The project saw off competition from more than 2,000 projects from 35 countries.
The Lee Tunnel is the first of two tunnels that will together capture 39 million tonnes of sewage a year from the 35 most polluting combined sewer overflows (CSOs), as part of a Victorian sewerage network that still serves London 150 years on. Thames Water awarded the construction contract for the tunnel to MVB, a consortium of Morgan Sindall, Vinci Construction and Bachy Soletanche in January 2010.
Construction of the Lee Tunnel in London involves building five shafts 70-80m deep with a diameter of 20-38m.

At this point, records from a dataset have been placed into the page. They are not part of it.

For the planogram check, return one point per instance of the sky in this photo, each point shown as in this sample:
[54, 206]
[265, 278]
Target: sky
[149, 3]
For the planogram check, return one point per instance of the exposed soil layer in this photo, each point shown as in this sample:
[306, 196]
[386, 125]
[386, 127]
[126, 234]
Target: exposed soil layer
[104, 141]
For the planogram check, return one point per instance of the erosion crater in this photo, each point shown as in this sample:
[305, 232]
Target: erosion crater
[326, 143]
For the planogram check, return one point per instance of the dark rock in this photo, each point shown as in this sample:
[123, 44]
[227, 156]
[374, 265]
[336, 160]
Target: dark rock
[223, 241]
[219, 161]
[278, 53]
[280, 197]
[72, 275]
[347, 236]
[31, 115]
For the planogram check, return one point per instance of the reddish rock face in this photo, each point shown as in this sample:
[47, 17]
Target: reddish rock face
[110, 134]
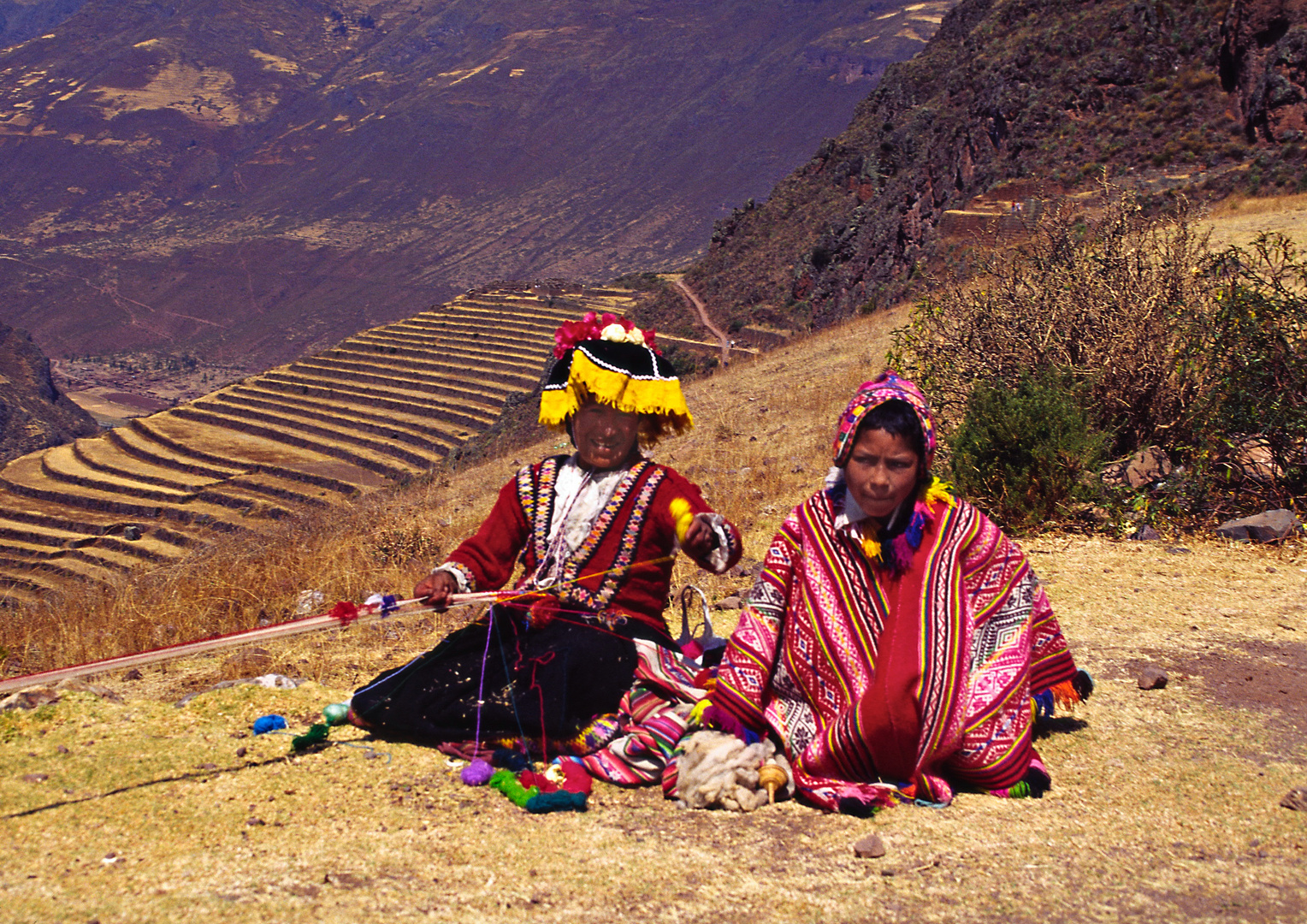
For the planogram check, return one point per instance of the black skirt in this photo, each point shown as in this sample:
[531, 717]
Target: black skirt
[541, 688]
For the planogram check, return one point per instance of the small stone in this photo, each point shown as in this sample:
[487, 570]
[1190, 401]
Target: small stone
[869, 847]
[1144, 468]
[1153, 678]
[29, 700]
[74, 685]
[250, 661]
[1296, 799]
[1269, 527]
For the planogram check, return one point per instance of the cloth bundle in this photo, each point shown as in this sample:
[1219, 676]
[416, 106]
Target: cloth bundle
[719, 770]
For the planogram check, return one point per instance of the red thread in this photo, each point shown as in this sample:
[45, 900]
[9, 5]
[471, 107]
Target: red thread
[344, 611]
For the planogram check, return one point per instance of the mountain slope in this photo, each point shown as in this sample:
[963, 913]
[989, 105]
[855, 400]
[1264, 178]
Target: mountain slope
[257, 180]
[1017, 99]
[33, 413]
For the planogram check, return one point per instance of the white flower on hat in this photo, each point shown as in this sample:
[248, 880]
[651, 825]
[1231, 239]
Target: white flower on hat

The conventional method for building this type of structure had to be rethought after Eurocode 2 standards came into force, calling for an almost four-fold increase in the quantity of reinforcing steel required for the interior lining to prevent cracking, thus generating significant additional costs.
The MVB consortium and two design offices sought a different method for managing the forces exerted by effluent on the internal structure with a view to reducing or even eliminating the need for metal reinforcing. The solution found consists of building an independent ‘interior cylinder’, similar to a chimney, inside the diaphragm wall using slipform shuttering and pouring a self-placing concrete mix into the empty circular space or ring between it and the diaphragm wall.
The counter-pressure exerted by the concreted ring on the interior cylinder partly contains the pressure exerted by the effluent inside the cylinder; above a certain threshold, the force is directly transmitted to the ground. Since traction forces do not exceed the threshold above which reinforcing is required (except for areas close to tunnel junctions), the causes of cracking are eliminated and the structure complies with Eurocode 2 standards governing non-reinforced concrete structures.